By Tom Teepen
As the governor of Texas, George W. Bush was the king of the death house and now, as president, he's the king of the torture chamber as well. A matched set. So add another weighty clunker to the president's leaden legacy.
Bush was a happy executioner. He presided over 152 executions, a modern record for governors. He rejected clemency pleas from prisoners who were plainly retarded, about whose guilt there were serious doubts, for whom mitigating circumstances had been casually dismissed and whose lawyers had been inept to the point of clownishness.
Most notoriously, he signed off on the execution of Karla Faye Tucker, whose plea for a commutation to life imprisonment had drawn international support, including from Pope John Paul II. Bush, who has claimed wonders for his own religious conversion, dismissed hers indifferently and privately mocked her appeal for clemency as if it was a sour joke.
Now, building on that humane foundation, Bush has vetoed legislation that would have barred the CIA from using "harsh" interrogation methods. "Harsh" is a euphemism for torture, including waterboarding, the near-drowning which has been recognized as torture ever since its popularity with the Inquisition and which, until Bush, had been prosecuted in this country as the crime it obviously is.
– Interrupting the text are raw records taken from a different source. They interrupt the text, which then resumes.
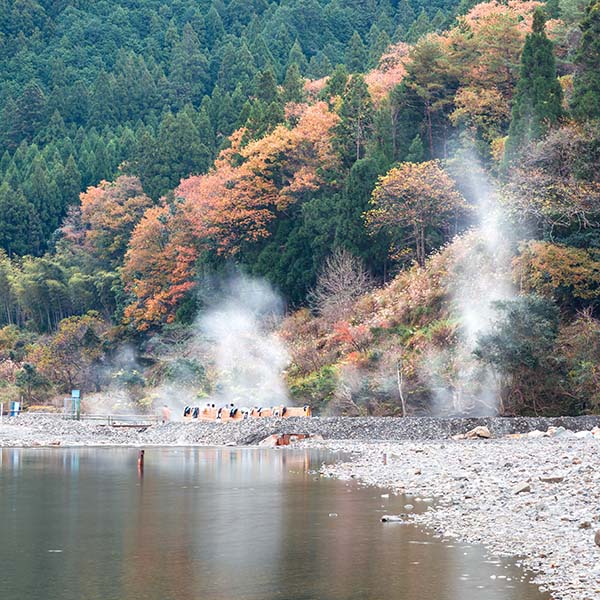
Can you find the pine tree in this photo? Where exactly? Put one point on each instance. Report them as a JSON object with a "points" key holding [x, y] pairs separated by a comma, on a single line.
{"points": [[336, 84], [213, 27], [356, 113], [537, 103], [20, 231], [70, 183], [585, 102], [102, 102], [405, 14], [356, 54], [319, 66], [189, 69], [265, 86], [31, 112], [416, 151], [380, 45], [420, 26], [293, 85]]}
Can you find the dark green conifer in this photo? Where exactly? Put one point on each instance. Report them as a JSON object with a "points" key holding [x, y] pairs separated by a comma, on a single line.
{"points": [[537, 103], [585, 102], [356, 54]]}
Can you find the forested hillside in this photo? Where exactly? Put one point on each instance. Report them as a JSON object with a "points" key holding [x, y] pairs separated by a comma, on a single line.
{"points": [[327, 147], [154, 89]]}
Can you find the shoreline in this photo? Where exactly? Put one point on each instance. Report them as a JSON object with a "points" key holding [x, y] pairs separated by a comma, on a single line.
{"points": [[31, 429], [534, 499], [526, 496]]}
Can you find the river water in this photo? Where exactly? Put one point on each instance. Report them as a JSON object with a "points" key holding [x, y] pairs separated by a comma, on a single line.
{"points": [[219, 524]]}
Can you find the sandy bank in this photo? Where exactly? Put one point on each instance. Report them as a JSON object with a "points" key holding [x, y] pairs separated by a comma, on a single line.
{"points": [[32, 429], [534, 498], [537, 498]]}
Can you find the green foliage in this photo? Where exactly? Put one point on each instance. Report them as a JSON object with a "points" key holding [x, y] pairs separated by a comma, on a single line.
{"points": [[315, 389], [537, 104], [585, 101], [520, 348], [356, 114]]}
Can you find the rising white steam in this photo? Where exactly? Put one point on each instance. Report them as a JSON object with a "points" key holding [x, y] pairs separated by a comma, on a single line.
{"points": [[479, 276], [238, 328]]}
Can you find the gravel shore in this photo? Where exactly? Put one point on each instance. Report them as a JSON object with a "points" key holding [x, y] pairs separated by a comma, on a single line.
{"points": [[529, 496], [32, 429], [538, 499]]}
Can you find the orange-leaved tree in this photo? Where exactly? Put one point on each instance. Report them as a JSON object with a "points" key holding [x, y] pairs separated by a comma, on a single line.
{"points": [[109, 213], [412, 201], [224, 210]]}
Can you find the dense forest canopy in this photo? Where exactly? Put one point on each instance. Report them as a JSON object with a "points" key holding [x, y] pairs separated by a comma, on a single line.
{"points": [[147, 146]]}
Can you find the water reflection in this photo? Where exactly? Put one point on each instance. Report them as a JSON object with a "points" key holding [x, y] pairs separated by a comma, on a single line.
{"points": [[218, 524]]}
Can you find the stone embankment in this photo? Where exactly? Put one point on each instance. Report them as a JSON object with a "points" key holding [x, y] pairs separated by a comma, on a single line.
{"points": [[520, 491], [31, 429], [534, 497]]}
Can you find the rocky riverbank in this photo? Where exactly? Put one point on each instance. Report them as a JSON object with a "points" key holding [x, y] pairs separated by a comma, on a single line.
{"points": [[519, 493], [533, 497], [33, 429]]}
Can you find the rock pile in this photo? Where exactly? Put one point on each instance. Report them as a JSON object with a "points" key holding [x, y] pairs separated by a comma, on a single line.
{"points": [[30, 429], [533, 497]]}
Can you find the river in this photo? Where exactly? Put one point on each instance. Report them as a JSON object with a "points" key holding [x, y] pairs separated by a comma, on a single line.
{"points": [[220, 524]]}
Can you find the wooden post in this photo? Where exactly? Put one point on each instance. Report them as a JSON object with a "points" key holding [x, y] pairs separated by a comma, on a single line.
{"points": [[400, 377]]}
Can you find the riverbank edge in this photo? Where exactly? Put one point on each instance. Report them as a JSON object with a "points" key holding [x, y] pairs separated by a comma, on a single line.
{"points": [[554, 559], [31, 429], [473, 481]]}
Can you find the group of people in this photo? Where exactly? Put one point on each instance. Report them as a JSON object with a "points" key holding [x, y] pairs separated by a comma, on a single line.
{"points": [[210, 412]]}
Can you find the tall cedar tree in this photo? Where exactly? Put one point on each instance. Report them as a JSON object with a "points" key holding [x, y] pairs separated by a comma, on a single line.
{"points": [[585, 101], [538, 97], [356, 114]]}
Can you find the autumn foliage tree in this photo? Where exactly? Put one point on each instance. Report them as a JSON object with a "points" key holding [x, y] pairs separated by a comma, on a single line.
{"points": [[225, 210], [70, 357], [412, 202], [109, 213]]}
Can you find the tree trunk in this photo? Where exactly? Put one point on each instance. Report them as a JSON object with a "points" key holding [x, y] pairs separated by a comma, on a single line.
{"points": [[400, 379], [429, 128]]}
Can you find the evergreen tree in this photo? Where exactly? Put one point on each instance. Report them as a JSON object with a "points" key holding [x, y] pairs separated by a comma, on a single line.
{"points": [[380, 45], [293, 85], [585, 101], [319, 66], [537, 102], [31, 112], [102, 102], [418, 28], [70, 183], [356, 54], [416, 151], [351, 232], [296, 57], [189, 69], [405, 14], [336, 84], [265, 86], [213, 27], [20, 231], [356, 113]]}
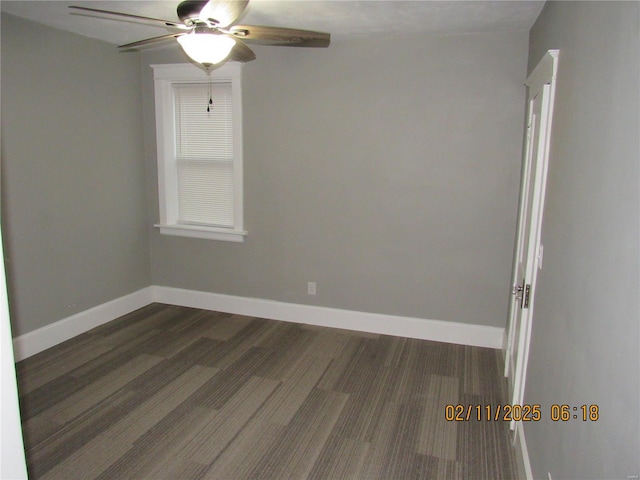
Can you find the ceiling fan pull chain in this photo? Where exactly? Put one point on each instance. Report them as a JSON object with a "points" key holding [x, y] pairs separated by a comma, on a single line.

The legislation would have held the CIA to interrogation methods approved in the U.S. Army field manual. Vetoing that move, Bush places our country outside international law, in effect discarding our treaty commitments under the Geneva Conventions.
Bush rejected the FBI's testimony that torture is unnecessary and often counterproductive and ignored the warning from Gen. David Petraeus that waterboarding and - here comes another euphemism - other interrogation "enchancements" put American POWs at heightened risk.
Announcing his veto, the president snubbed the firm stand against torture taken by the man he had embraced just hours earlier as his favored successor, Sen. John McCain.
Bush claims torture has prevented numerous terrorist attacks, but the chairman of the Senate Intelligence Committee, Jay Rockefeller of West Virginia, says he has never heard of such an instance.
With this veto, Bush makes it clear that, beyond just scrambling to justify past lapses into torture after the fact, he emphatically wants torture to be cemented as national policy. Doing so, he adds a lurid extrusion to his astonishing claim that presidents, as commanders in chief, are beyond any control by Congress.
To champion torture, Bush has revolted allies and estranged them, thus compromising our options for their cooperation in intelligence, and he has ceded the high ground to moral claimants whose crowed indignation is often sly and tendentious but corrosive to our interests even so.
And most crucially, he has betrayed this country and its best values. We've never claimed to be perfect but neither, up until now, have we ever claimed a right to be evil.
Tom Teepen is a columnist for Cox Newspapers. He is based in Atlanta.